Eberle has his lead carpenter walk around the project and write up the punch list with the homeowners. This way it is clear to Eberle what has to be completed, and there is no confusion between the homeowner and his team. Before this happens though, the team tries to identify and rectify as many things as they find first so that the punch list stays small.
“When I say small, typically we try to keep our punch list to five or six items, so the list is not 25 or 30 items,” says Eberle.
“It helps finalize the project and get it done to a point where everybody understands that the project is complete when this punch list is complete. Anything after that time is considered warranty or service work.
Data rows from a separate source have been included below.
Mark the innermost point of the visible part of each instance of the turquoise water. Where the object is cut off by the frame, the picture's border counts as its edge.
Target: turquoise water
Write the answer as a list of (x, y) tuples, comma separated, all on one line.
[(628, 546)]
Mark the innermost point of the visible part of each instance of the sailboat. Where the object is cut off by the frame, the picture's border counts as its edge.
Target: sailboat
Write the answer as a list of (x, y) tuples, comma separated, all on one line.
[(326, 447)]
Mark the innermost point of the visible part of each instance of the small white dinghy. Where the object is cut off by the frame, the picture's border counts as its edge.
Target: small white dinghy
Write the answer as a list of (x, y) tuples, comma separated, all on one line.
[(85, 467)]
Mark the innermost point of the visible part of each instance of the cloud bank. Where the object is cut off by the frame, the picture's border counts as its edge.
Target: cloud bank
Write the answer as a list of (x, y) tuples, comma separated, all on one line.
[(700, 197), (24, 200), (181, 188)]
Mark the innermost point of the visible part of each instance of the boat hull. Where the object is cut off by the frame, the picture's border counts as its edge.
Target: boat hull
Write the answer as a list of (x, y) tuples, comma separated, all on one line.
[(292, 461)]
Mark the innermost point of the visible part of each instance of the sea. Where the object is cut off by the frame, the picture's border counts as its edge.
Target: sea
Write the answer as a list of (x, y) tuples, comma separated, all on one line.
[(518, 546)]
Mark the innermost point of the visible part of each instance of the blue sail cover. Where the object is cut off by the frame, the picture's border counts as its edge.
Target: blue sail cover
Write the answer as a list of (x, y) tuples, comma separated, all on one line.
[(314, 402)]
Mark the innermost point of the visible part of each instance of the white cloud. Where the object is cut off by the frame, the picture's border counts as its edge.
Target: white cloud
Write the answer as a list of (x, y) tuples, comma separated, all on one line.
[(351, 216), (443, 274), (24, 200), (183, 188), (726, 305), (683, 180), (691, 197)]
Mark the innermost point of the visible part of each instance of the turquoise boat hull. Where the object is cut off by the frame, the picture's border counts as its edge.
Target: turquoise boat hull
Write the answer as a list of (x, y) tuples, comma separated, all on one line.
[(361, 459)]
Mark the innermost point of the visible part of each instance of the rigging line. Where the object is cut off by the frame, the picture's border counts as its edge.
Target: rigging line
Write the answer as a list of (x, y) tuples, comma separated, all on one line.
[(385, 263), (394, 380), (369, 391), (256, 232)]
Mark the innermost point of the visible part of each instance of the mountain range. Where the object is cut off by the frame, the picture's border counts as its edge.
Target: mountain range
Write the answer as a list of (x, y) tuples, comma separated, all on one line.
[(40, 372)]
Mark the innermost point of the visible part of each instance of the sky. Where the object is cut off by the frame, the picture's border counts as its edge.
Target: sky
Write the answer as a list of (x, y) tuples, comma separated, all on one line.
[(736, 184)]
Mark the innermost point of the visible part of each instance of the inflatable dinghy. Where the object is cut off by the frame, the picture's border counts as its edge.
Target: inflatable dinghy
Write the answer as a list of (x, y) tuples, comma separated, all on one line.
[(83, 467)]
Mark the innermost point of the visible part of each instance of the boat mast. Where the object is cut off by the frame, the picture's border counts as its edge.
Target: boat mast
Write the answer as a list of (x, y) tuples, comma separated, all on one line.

It puts a stamp on the fact that the project will be complete with the punch list items and sets a marker that everyone is on the same page.”
Another purpose of the punch list allows the remodeler to make sure to have the subs available if needed to do the final items or take care of any issues that pertain to them. The goal is to capture everything that needs to be completed in one trip, so that a remodeler can minimize the back and forth trips that occur on a frequent basis if the final items aren’t clearly identified.
This also minimizes problems between the homeowner and company because it’s clear on both sides what has to be completed.
“Keep the list small, keep it short and make sure you get it done right away,” adds Eberle. “Don’t drag it out. One of the keys to a happy client is to jump right on those items and get them done as quickly as possible.”